Astronomers have pushed the NASA/ESA Hubble Space Telescope to its limits by finding what is plausibly the most distant and ancient object in the Universe  ever seen. Its light has travelled for 13.2 billion years to reach Hubble , which corresponds to a redshift around 10. The age of the Universe is 13.7 billion years.
The dim object, called UDFj-39546284, is likely to be a compact galaxy of blue stars that existed 480 million years after the Big Bang, only four per cent of the Universe's current age. It is tiny. Over one hundred such mini-galaxies would be needed to make up our own galaxy, the Milky Way.
This galaxy would be more distant than the population of redshift 8 galaxies recently discovered in the Hubble Ultra Deep Field, including the current most distant spectroscopically confirmed  record holder at a redshift of 8.6, and the redshift 8.2 gamma-ray burst from 2009. A redshift of z = 8.6 means that the object is seen as it was around 600 million years after the Big Bang.
"We're seeing huge changes in the rate of star birth that tell us that if we go a little further back in time we're going to see even more dramatic changes," says Garth Illingworth of the University of California at Santa Cruz.
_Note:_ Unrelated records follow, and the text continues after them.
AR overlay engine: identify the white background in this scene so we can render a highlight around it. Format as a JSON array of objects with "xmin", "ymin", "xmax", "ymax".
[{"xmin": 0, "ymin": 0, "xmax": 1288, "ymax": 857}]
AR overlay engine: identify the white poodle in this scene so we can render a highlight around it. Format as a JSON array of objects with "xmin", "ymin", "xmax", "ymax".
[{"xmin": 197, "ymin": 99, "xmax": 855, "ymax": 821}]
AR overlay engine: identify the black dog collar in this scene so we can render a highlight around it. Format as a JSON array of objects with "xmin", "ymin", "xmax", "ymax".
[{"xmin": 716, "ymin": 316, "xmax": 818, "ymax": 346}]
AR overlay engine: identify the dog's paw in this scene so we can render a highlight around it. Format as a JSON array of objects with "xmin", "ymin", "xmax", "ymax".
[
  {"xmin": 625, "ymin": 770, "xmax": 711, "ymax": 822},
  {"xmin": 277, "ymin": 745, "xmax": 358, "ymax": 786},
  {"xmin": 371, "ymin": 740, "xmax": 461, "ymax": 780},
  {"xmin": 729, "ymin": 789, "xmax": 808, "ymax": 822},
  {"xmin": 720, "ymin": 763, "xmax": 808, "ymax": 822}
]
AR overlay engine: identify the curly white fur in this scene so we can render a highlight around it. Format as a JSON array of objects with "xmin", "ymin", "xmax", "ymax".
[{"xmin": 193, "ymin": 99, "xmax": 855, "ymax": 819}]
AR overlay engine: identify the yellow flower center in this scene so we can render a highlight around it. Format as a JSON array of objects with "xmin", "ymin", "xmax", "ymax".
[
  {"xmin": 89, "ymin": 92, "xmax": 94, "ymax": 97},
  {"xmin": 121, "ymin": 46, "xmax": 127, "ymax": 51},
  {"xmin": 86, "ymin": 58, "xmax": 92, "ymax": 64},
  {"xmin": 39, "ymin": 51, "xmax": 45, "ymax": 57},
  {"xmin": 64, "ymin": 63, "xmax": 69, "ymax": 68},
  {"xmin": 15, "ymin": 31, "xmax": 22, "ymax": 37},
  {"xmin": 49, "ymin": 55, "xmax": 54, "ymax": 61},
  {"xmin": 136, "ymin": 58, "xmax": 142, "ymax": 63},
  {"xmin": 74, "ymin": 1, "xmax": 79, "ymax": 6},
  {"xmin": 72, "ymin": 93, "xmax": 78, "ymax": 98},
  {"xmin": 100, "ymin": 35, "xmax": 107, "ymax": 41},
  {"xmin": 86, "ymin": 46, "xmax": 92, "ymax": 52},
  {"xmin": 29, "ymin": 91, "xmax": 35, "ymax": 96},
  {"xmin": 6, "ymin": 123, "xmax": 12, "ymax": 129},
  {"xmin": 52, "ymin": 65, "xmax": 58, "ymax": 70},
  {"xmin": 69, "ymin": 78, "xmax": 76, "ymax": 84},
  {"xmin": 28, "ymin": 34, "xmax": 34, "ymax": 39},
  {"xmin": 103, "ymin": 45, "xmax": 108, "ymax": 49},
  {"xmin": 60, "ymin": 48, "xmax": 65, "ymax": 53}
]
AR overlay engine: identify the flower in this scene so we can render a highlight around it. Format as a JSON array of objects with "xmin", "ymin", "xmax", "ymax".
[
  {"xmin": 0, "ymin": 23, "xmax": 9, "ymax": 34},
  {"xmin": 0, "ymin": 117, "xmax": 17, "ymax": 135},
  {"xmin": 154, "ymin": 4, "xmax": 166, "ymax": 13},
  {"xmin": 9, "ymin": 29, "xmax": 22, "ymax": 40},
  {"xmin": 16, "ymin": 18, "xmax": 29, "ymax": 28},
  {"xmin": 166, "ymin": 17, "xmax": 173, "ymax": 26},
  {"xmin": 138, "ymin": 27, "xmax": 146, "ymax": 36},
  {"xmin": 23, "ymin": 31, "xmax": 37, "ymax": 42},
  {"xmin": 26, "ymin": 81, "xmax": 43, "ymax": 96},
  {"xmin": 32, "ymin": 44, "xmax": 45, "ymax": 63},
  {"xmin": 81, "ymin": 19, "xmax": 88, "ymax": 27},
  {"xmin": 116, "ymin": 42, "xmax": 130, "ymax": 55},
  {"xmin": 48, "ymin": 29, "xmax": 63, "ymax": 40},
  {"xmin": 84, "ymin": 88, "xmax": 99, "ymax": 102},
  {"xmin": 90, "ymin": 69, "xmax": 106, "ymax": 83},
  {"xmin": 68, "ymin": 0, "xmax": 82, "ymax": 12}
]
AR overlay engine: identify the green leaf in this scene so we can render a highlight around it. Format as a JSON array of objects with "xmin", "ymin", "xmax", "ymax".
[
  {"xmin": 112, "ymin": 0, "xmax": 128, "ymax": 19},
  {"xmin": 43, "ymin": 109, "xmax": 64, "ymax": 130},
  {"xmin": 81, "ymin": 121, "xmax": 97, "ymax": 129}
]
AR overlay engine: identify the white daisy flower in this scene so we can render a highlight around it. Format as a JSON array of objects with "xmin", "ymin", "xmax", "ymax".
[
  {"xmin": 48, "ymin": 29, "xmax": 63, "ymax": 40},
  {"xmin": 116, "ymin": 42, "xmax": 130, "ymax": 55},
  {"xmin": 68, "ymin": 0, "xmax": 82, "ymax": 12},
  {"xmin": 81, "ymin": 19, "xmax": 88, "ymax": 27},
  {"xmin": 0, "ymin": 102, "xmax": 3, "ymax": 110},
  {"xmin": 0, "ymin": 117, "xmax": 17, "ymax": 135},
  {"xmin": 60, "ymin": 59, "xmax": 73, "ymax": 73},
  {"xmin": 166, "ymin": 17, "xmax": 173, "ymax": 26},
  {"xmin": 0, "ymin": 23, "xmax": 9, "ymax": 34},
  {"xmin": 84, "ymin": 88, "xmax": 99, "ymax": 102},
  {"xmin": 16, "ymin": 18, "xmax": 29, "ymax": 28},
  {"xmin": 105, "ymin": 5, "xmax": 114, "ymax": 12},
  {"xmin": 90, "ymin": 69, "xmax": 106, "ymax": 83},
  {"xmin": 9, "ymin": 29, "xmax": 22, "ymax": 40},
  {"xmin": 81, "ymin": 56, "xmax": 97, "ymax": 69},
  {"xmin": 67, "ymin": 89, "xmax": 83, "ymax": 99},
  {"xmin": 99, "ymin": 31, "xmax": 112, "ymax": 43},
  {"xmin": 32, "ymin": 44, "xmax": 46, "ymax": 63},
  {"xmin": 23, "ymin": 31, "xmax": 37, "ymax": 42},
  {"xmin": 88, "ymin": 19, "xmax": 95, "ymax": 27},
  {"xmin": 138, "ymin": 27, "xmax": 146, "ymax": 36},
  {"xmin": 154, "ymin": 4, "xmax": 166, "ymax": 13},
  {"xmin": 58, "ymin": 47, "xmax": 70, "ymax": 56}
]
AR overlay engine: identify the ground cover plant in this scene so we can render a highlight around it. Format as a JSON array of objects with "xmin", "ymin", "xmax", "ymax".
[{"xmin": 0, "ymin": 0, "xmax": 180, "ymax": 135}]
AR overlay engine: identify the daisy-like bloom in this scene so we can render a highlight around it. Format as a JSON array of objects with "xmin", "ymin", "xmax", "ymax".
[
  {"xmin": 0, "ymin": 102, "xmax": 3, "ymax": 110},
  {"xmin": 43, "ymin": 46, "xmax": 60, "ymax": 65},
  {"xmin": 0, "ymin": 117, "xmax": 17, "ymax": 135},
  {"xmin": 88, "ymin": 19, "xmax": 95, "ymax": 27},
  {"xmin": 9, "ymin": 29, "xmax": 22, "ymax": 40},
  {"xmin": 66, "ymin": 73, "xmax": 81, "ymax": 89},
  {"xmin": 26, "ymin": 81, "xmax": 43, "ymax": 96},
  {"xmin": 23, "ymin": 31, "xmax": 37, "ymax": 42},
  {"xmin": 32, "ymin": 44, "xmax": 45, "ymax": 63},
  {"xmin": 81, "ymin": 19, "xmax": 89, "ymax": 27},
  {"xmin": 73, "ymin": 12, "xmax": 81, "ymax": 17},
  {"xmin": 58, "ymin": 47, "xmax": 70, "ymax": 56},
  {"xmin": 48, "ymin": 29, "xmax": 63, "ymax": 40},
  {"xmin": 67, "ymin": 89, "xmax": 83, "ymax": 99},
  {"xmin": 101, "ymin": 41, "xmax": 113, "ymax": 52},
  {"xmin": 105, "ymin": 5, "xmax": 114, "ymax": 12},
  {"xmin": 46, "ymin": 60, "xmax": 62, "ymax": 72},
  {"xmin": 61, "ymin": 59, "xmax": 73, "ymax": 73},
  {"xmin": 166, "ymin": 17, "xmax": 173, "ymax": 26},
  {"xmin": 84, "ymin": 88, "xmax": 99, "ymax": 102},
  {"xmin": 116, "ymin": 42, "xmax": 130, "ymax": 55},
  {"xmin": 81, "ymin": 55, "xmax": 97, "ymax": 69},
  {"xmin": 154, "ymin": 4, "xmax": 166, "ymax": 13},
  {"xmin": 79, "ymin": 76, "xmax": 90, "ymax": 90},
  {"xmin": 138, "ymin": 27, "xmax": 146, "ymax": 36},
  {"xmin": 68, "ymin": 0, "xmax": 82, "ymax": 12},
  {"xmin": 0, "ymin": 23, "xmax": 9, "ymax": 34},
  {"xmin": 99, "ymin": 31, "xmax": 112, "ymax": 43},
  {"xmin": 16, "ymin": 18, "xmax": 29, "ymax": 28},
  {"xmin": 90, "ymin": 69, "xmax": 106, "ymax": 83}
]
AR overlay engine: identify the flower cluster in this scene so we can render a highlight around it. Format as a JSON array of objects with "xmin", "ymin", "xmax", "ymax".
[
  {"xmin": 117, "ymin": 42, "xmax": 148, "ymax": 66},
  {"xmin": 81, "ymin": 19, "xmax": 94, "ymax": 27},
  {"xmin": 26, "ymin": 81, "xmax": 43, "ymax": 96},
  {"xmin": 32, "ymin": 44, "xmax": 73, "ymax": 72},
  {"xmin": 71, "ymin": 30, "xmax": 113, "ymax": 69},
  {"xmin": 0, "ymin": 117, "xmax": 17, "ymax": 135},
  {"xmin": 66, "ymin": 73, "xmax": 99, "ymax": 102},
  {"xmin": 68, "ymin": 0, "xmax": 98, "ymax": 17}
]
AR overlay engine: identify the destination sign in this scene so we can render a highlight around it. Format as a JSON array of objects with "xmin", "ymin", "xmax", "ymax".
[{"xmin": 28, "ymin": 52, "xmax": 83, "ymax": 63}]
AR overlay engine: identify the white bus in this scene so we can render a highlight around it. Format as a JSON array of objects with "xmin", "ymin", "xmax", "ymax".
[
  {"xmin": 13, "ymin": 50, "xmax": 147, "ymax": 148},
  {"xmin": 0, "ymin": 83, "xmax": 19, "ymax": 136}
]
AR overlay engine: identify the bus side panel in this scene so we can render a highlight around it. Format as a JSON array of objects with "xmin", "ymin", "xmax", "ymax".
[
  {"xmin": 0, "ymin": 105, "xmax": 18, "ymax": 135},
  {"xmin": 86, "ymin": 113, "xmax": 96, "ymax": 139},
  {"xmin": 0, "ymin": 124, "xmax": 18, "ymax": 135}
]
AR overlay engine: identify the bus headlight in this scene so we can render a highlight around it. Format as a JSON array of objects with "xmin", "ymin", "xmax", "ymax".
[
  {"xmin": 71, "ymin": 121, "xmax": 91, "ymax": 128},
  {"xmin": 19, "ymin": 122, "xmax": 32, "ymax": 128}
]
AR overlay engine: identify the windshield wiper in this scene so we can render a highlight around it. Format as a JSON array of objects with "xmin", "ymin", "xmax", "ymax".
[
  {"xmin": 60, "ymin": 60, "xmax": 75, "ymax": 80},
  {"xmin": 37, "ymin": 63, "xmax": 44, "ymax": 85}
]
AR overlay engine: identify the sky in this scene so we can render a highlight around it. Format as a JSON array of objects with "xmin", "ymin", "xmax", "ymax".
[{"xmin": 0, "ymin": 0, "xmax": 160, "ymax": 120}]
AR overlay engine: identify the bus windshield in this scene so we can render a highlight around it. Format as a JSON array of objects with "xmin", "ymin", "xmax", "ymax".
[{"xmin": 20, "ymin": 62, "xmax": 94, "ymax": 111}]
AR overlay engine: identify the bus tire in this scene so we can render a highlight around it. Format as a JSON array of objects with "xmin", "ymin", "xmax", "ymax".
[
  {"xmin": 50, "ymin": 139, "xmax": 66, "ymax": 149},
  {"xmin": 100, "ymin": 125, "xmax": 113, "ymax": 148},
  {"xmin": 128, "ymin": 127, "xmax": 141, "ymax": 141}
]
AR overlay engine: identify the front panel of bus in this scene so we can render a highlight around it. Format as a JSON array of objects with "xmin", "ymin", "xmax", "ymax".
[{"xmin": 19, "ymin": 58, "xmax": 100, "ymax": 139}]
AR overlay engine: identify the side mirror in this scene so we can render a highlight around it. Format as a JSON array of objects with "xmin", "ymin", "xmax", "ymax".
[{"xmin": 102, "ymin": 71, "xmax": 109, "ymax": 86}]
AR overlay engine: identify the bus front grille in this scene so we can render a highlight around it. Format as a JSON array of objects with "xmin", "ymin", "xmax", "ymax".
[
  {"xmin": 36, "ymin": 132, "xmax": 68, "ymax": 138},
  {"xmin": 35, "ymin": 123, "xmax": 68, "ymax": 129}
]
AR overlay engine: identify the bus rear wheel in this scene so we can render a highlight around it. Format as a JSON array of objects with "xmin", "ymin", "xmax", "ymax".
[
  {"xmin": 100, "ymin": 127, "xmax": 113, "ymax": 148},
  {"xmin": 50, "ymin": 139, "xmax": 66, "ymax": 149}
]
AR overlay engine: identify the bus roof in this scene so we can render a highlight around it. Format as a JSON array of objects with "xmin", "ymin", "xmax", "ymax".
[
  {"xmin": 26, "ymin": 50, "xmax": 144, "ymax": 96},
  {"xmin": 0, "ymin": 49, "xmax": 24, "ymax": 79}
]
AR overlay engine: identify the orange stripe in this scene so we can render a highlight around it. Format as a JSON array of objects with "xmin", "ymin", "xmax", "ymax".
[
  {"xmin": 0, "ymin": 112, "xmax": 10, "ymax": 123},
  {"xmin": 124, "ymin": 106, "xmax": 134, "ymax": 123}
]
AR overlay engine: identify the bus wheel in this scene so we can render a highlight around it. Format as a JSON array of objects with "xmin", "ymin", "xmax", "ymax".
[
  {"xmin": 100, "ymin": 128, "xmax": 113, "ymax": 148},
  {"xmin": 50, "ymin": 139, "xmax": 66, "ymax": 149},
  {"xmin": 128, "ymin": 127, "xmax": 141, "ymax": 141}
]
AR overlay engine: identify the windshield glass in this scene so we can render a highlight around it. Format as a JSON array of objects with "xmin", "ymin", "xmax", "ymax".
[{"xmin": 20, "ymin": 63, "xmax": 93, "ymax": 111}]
The astronomers were surprised, as this new result suggests that the rate at which galaxies were forming stars grew precipitously, increasing by a factor of ten over the 170 million years that elapsed between the era of this newly discovered candidate galaxy and that of the population of previously identified galaxies at a redshift around 8 (650 million years after the Big Bang).
"These observations provide us with our best insights yet into the likely nature of the earlier generation of primeval objects that we are yet to find," adds Rychard Bouwens of Leiden University in the Netherlands.
Astronomers don't know exactly when the first stars appeared in the Universe, but every step further from Earth takes them deeper into the early Universe's formative years when stars and galaxies were just beginning to emerge in the aftermath of the Big Bang .
"We're moving into a regime where there are big changes afoot. Another couple of hundred million years back towards the Big Bang, and that will be the time when the first galaxies really are starting to build up," says Illingworth.
Bouwens and Illingworth are reporting the discovery in the 27 January issue of the British science journal Nature.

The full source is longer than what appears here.